(Expansión, 14-05-2026) | Laboral
Cepyme alerta de que el deterioro del diálogo social impulsado por el Ministerio de Trabajo, junto al aumento de los costes laborales y la creciente carga regulatoria, está poniendo contra las cuerdas a las pequeñas y medianas empresas españolas.
La patronal considera que las medidas aprobadas por el Gobierno en los últimos años están reduciendo de forma notable los márgenes de las pymes y dificultando su viabilidad. Estas compañías, que representan el 99% del tejido empresarial español, afrontan importantes dificultades para adaptarse a las nuevas exigencias normativas por carecer, en muchos casos, de estructuras suficientes para asumir rápidamente los cambios regulatorios.
A esta situación se suma, según la organización, el incremento de los costes de producción y especialmente de los laborales, impulsados principalmente por las sucesivas subidas del salario mínimo interprofesional promovidas por el Ministerio de Trabajo. Cepyme advierte de que esta combinación de factores está generando un escenario especialmente delicado para miles de pequeños negocios.
Ante este contexto, la patronal presidida por Ángela de Miguel reclama al Ejecutivo mayor moderación tanto en la aprobación de nuevas obligaciones administrativas como en el incremento de costes laborales. En un comunicado difundido este miércoles, la organización carga especialmente contra el departamento que dirige la vicepresidenta segunda, Yolanda Díaz, al que acusa de haber deteriorado el diálogo social y de adoptar decisiones unilaterales sin evaluar adecuadamente sus consecuencias sobre las empresas.
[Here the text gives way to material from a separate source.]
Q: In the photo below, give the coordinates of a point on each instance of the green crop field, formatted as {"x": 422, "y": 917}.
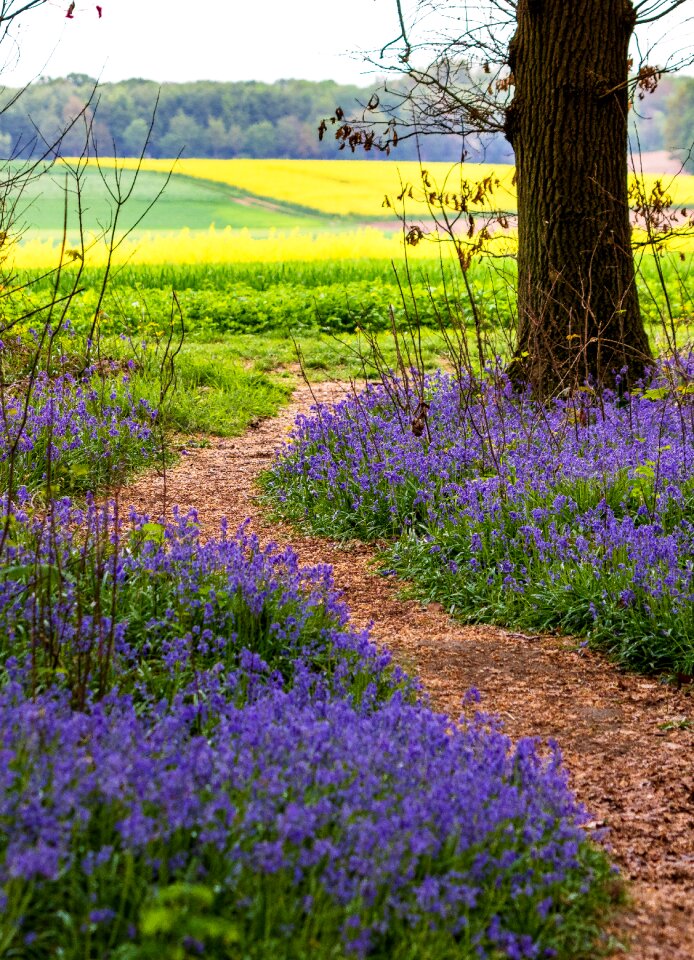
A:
{"x": 183, "y": 202}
En los últimos meses, tanto Cepyme como CEOE han abandonado distintas mesas de negociación al considerar que el Ministerio de Trabajo ya daba por cerrados determinados acuerdos antes de escuchar las propuestas empresariales. Entre los principales desacuerdos figuran las negociaciones sobre la reducción de jornada, la reforma del despido o los cambios en la normativa de prevención de riesgos laborales.
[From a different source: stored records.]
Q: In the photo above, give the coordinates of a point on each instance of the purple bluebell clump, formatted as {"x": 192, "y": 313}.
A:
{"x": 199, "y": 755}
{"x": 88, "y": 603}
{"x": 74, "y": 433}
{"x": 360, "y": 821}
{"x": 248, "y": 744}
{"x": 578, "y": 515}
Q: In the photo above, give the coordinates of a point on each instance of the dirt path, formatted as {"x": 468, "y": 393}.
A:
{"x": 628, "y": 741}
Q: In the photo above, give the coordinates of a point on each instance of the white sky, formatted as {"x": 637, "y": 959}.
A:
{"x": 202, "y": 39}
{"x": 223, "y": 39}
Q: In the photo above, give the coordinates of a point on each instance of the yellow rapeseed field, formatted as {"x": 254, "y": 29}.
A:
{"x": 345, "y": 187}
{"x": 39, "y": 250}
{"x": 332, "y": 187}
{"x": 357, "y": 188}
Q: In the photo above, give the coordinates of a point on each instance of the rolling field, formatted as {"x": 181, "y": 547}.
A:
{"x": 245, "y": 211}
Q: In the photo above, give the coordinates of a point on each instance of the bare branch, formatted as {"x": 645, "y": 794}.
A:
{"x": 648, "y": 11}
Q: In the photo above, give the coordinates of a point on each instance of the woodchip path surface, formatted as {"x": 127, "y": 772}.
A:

La patronal de las pymes sostiene que la situación de estas empresas se ha agravado por la pérdida de calidad del diálogo social y denuncia que el Gobierno está dejando de lado a las organizaciones empresariales en cuestiones clave. A su juicio, esta dinámica refleja un desconocimiento de la realidad de las pequeñas empresas y supone un riesgo creciente para el tejido productivo español.
Cepyme también advierte de que las pymes afrontan problemas estructurales que amenazan tanto su competitividad como su continuidad. Entre ellos destaca el exceso de burocracia y la sobrerregulación, que generan elevados costes administrativos y restan tiempo y recursos, especialmente en el caso de las microempresas, que carecen de departamentos especializados.
Asimismo, la organización critica que muchas de las medidas laborales aprobadas no tienen en cuenta las circunstancias reales de las empresas, lo que provoca una creciente desconexión entre la legislación y la actividad económica cotidiana.
La patronal señala además que la elevada presión fiscal, el encarecimiento de los costes laborales y operativos, las dificultades para avanzar en digitalización, la incertidumbre regulatoria y la falta de seguridad jurídica están configurando un escenario especialmente complejo para las pequeñas empresas. En su opinión, si esta tendencia continúa podrían multiplicarse los cierres de negocios, agravarse la despoblación y aumentar los desequilibrios territoriales.
Por ello, Cepyme reclama un diálogo social "real y transparente" que incorpore las necesidades específicas de las pymes y evite decisiones unilaterales que puedan perjudicar la inversión, la competitividad y la estabilidad económica. La organización también pide medidas adaptadas al tamaño de las empresas, incentivos fiscales y apoyo específico para acelerar los procesos de digitalización.